The Graces were then summoned, and after them the Muses--all in hoops, powder, and paint. Their songs had the same burden,-- intense admiration of the father, and good-will for the son, underlaid with a delicate doubt. The close was a chorus of all the deities and semi-deities in praise of the old Prince, with the accompaniment of fireworks. Apollo rose through the air like a frog, with his blue legs and yellow arms wide apart; Jupiter's chariot rolled off; Venus bowed herself back against a mouldy cloud; and the Muses came forward in a bunch, with a wreath of laurel, which they placed upon the venerated head.

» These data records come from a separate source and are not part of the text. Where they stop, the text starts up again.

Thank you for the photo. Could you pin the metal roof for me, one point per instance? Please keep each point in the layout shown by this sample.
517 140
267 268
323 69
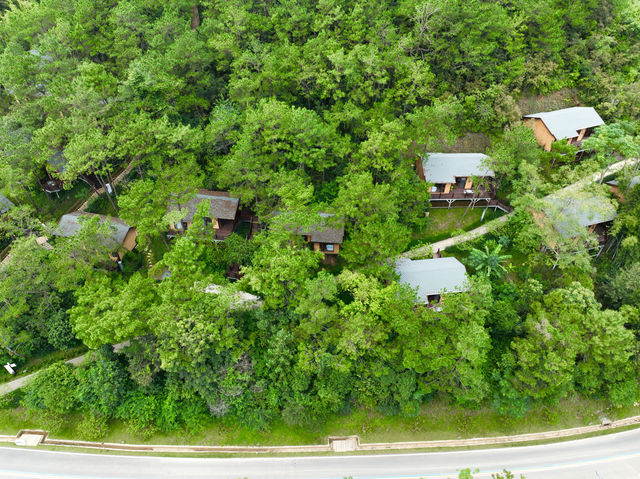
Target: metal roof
579 210
433 276
58 161
568 122
70 224
444 167
327 232
222 206
5 204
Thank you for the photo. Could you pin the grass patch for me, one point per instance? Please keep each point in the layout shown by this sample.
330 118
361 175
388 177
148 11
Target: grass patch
438 420
38 362
444 223
158 248
243 228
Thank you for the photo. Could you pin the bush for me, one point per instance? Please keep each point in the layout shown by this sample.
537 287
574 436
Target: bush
53 390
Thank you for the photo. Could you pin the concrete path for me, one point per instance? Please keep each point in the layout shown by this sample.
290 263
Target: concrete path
11 386
475 233
454 240
613 456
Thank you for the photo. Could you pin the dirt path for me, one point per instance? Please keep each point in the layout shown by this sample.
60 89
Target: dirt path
11 386
475 233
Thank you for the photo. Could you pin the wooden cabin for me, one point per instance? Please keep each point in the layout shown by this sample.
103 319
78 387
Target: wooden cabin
614 187
223 213
326 237
122 239
571 124
5 204
432 278
570 215
452 177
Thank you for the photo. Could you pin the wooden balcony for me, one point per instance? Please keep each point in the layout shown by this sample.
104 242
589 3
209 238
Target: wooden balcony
462 194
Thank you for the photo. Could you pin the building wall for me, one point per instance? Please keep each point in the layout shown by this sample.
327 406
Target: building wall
130 239
420 169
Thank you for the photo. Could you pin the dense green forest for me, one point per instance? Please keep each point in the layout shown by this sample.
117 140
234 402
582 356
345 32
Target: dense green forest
298 107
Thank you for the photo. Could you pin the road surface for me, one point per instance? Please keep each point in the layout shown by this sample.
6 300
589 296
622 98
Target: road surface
6 388
614 456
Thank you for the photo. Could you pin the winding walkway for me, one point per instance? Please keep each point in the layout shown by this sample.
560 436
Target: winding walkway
612 456
95 194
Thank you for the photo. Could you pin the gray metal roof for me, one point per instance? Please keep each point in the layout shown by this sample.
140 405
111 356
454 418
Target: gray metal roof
433 276
580 210
5 204
444 167
568 122
58 161
222 206
70 224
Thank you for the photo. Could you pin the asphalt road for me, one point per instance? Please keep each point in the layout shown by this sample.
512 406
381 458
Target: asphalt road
614 456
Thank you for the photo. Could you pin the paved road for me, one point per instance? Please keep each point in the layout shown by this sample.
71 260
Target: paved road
615 456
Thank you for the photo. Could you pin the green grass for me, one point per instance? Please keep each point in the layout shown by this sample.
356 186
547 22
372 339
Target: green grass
52 206
42 361
444 223
438 420
101 205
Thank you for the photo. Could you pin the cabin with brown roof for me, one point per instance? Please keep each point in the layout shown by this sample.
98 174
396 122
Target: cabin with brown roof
452 176
223 213
571 124
570 215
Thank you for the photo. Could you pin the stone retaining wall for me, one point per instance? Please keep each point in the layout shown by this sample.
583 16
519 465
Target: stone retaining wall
335 443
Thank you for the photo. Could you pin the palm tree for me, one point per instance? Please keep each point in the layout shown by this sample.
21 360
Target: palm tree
488 262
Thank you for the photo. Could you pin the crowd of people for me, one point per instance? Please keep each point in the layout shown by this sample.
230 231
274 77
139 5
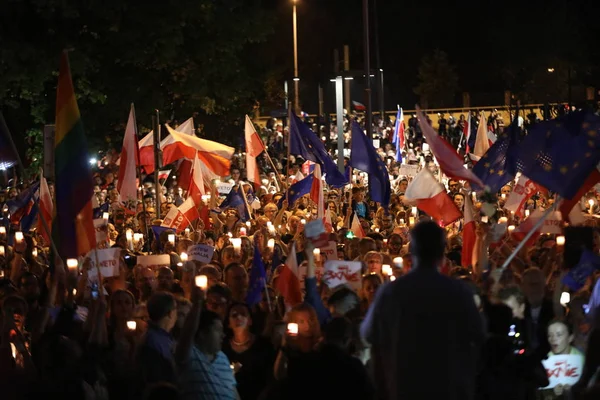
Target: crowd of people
419 325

Sasha was dispatched to bring the poet, that he might receive his well-earned praise and reward. But alas for Simon Petrovitch? His legs had already doubled under him. He was awarded fifty rubles and a new caftan, which he was not in a condition to accept until several days afterward.
The supper which followed resembled the dinner, except that there were fewer dishes and more bottles. When the closing course of sweatmeats had either been consumed or transferred to the pockets of the guests, the Princess Martha retired with the ladies. The guests of lower rank followed; and there remained only some fifteen or twenty, who were thereupon conducted by Prince Alexis to a smaller chamber, where he pulled off his coat, lit his pipe, and called for brandy. The others followed his example, and their revelry wore out the night.
Such was the festival which preceded the departure of Prince Boris for St. Petersburg.